US House Speaker and President Joe Biden on Monday both said their first one-on-one talks in months to avoid a calamitous debt default were "productive" but that disagreements were still blocking any possible deal.
The White House meeting came after Biden cut off a short trip to Asia to recommence talks in advance of the US Treasury's June 1 deadline for Congress to authorize more borrowing.
"I felt we had a productive discussion. We don't have an agreement yet, but I did feel the discussion was productive in areas (where) we have differences of opinion," House Speaker Kevin McCarthy said after the talks.

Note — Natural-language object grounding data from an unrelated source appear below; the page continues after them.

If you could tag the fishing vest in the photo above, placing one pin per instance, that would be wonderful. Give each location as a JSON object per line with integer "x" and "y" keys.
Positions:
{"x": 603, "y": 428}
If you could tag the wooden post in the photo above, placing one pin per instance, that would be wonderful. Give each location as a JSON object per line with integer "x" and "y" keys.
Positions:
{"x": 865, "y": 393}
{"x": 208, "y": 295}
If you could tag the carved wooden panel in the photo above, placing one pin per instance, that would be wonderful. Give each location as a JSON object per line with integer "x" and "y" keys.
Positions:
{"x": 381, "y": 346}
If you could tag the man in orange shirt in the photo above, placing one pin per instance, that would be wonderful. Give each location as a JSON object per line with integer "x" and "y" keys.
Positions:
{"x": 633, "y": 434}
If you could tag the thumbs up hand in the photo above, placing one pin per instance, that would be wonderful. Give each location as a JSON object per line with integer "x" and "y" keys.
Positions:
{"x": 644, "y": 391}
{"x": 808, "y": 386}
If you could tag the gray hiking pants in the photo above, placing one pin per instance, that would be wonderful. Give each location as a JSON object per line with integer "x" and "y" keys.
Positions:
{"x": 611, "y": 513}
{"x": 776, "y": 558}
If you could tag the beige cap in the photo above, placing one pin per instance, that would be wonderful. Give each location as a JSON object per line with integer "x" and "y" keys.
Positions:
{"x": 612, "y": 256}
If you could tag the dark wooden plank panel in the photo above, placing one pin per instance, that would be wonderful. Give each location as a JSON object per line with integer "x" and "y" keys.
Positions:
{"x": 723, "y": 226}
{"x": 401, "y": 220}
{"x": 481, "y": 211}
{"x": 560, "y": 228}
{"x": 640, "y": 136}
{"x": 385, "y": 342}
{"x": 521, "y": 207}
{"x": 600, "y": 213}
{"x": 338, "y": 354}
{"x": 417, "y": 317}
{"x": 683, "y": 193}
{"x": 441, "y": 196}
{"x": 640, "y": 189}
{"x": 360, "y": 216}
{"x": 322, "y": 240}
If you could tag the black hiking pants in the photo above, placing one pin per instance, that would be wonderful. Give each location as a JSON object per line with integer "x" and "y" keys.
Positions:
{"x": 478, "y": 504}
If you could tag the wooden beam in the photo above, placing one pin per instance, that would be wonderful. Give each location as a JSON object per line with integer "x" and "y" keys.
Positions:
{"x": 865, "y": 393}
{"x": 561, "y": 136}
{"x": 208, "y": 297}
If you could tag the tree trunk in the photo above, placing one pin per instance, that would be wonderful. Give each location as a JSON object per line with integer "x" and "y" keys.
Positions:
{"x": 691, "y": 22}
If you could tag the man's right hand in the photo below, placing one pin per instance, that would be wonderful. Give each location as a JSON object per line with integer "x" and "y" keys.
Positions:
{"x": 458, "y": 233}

McCarthy told journalists that negotiators were going to "work through the night" to move the sides closer and that he and Biden would "talk every day to try to find a way to get this done."
As they sat down for the meeting, Biden said, "I am optimistic we are going to make some progress," adding both sides understood they have "a significant responsibility" to solve the impasse.
Afterward, the President used a similar rhetoric as McCarthy in a statement, describing the meeting as "productive" while adding that "areas of disagreement" remain.
'A lack of urgency'
After Monday's Oval Office meeting and McCarthy's description of the talks as productive, his team adopted a heavy tone, with Republican congressman and negotiator Patrick McHenry telling reporters, "What I sense from the White House is a lack of urgency."
Republicans hold on to their stance on spending less money in fiscal year 2024 than in 2023, calling it a "red line."
The White House has offered a freeze for 2024 in exchange for Republicans supporting tax increases for corporations and wealthy Americans, but McCarthy has rejected the idea.
The Biden administration has suggested limiting spending on some domestic programs but needs the Pentagon to share in the cuts.
Meanwhile, Republicans have pressured for boosted military and border security spending, with major rollbacks to non-defense programs.
Disagreements also persist over what a White House source described as "increasingly hard-line Republican demands" for increased work requirements for social assistance programs.
Biden highlighted that Republicans lifted the borrowing cap three times under his predecessor Donald Trump without threatening to default on the country's debt obligations.
If lawmakers do not lift the borrowing limit, the country would default for the first time in history, with potentially disastrous consequences.
Many analysts believe that in the worst-case scenario, global stock markets will crash as the US economy enters a downward spiral, resulting in the loss of millions of jobs.